• USD/CHF has broken below a key level bringing the uptrend into doubt. 
  • Other band omens are also appearing suggesting the possibility of a bearish shift in the trend.

USD/CHF is at risk of tipping into a downtrend and reversing its short and medium-term bull trend, as it extends its pullback below a key level. Other “bad omens” also make their appearance on the price chart, suggesting a risk of more downside. 

USD/CHF Daily Chart 

USD/CHF has found support at the (green) 200-day Simple Moving Average (SMA) at 0.8822 and although it could still mount a recovery from its current level and thereby rescue the uptrend, the evidence is building for a possible reversal and start of new downtrend.
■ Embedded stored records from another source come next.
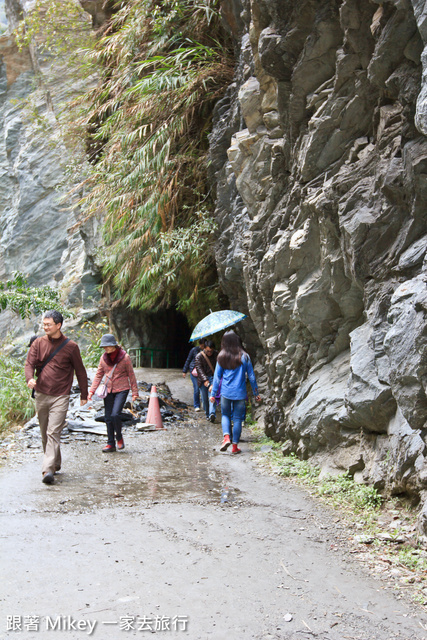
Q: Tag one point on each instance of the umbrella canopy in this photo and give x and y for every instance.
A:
(214, 322)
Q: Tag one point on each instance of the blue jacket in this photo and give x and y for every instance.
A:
(233, 384)
(190, 363)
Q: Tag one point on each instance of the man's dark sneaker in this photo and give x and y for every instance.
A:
(225, 443)
(48, 478)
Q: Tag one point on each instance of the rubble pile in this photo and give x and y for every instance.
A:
(89, 420)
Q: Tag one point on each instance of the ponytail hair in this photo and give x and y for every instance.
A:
(230, 356)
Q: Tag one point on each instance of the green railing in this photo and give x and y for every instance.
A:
(153, 357)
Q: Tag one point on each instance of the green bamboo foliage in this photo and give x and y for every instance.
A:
(163, 67)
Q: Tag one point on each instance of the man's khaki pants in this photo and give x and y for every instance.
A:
(51, 411)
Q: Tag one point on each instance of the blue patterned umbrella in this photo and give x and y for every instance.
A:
(214, 322)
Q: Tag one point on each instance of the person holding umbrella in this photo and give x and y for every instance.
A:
(205, 366)
(190, 365)
(233, 368)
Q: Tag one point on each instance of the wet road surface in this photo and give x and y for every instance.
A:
(172, 537)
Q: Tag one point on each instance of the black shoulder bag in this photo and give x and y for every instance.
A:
(52, 355)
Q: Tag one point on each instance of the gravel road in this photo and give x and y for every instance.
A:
(172, 537)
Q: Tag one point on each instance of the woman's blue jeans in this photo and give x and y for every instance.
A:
(207, 405)
(232, 410)
(113, 405)
(196, 392)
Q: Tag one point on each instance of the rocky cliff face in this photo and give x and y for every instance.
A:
(319, 156)
(35, 226)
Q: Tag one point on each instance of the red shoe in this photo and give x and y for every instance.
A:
(225, 443)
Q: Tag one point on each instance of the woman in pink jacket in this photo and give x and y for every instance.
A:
(116, 366)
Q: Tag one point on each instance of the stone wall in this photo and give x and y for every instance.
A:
(319, 157)
(36, 226)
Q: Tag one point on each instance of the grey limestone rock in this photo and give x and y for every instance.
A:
(321, 205)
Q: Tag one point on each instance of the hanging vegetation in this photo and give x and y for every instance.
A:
(161, 67)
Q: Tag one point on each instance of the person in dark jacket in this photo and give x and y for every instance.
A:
(115, 364)
(205, 366)
(190, 365)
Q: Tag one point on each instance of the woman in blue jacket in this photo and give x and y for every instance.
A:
(233, 367)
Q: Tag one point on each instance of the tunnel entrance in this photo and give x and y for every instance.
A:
(159, 339)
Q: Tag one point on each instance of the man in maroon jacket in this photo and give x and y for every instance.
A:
(53, 385)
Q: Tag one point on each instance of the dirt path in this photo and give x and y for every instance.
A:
(139, 542)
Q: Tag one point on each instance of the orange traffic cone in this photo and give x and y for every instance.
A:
(153, 415)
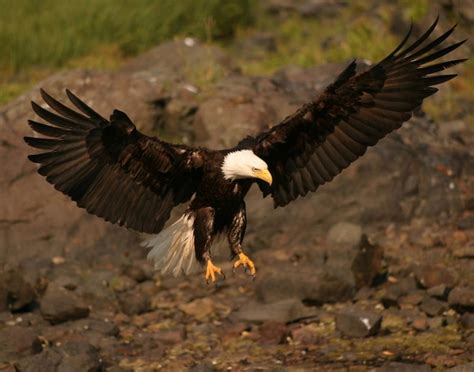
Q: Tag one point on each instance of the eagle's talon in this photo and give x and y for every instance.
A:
(246, 263)
(211, 272)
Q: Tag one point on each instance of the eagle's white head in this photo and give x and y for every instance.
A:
(245, 164)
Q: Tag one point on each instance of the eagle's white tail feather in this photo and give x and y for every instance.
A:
(173, 248)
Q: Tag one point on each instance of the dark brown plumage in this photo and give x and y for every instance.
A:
(312, 146)
(113, 171)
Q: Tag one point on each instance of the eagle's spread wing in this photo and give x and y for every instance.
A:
(111, 169)
(312, 146)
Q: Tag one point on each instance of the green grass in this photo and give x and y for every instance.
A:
(38, 37)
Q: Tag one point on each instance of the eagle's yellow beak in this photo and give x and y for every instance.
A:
(264, 175)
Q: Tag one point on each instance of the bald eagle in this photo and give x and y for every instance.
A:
(115, 172)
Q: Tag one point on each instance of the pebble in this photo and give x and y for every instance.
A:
(432, 306)
(59, 305)
(467, 320)
(429, 276)
(358, 323)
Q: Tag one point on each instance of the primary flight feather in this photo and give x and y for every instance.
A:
(115, 172)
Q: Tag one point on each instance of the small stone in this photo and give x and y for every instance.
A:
(171, 336)
(411, 299)
(345, 233)
(58, 260)
(462, 299)
(16, 342)
(367, 265)
(79, 356)
(134, 302)
(467, 320)
(429, 276)
(358, 323)
(466, 222)
(59, 305)
(280, 311)
(306, 334)
(468, 367)
(403, 367)
(436, 322)
(68, 282)
(420, 324)
(464, 252)
(433, 307)
(48, 360)
(272, 333)
(200, 308)
(136, 273)
(122, 283)
(394, 290)
(439, 291)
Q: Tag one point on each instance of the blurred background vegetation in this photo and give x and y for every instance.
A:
(38, 38)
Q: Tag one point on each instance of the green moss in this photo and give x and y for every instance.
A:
(439, 342)
(414, 9)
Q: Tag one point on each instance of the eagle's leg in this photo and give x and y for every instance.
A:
(203, 229)
(236, 236)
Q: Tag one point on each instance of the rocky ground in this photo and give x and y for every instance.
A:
(373, 272)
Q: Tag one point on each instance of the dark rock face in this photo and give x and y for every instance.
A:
(17, 342)
(134, 302)
(59, 305)
(358, 323)
(16, 294)
(73, 356)
(462, 298)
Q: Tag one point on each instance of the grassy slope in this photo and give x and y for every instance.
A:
(38, 38)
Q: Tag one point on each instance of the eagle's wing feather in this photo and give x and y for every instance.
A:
(111, 169)
(312, 146)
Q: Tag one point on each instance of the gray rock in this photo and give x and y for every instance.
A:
(59, 305)
(468, 367)
(79, 356)
(345, 233)
(433, 307)
(122, 283)
(439, 291)
(272, 333)
(390, 294)
(16, 342)
(134, 302)
(466, 223)
(358, 323)
(462, 299)
(71, 357)
(15, 292)
(368, 263)
(48, 360)
(136, 273)
(280, 311)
Given “the trend is your friend” such a reversal would suggest a bearish bias then dominating.

The pair has broken below the key 0.8801 November 9 swing low and although it failed to close below the level, the breach is still a bearish indication. 

The pair formed a Two-Bar reversal pattern (red rectangle on chart) at the November 22 and 23 highs which is bearish. This happens when a long green candle that reaches a peak is followed by a long red candle of a similar size. It is a sign of a reversal in sentiment and a signal of more downside to follow.

The Relative Strength Index (RSI) momentum indicator has formed a Double Top pattern (red ellipse) which is bearish for momentum and consequently also price. 

A break below the 0.8797 November 27 low would confirm a change in the short-term trend and more downside to targets at 0.8748 (August 14 high), and 0.8615 (November 4 low). 

That said, if price remains above the November 27 low and recovers, it could signal a resumption of the uptrend. 

If so, a break above the 0.8958 November 22 high would probably confirm a continuation up to the next target at 0.9000 (round number and psychological area), followed by 0.9050 (July 2 swing high).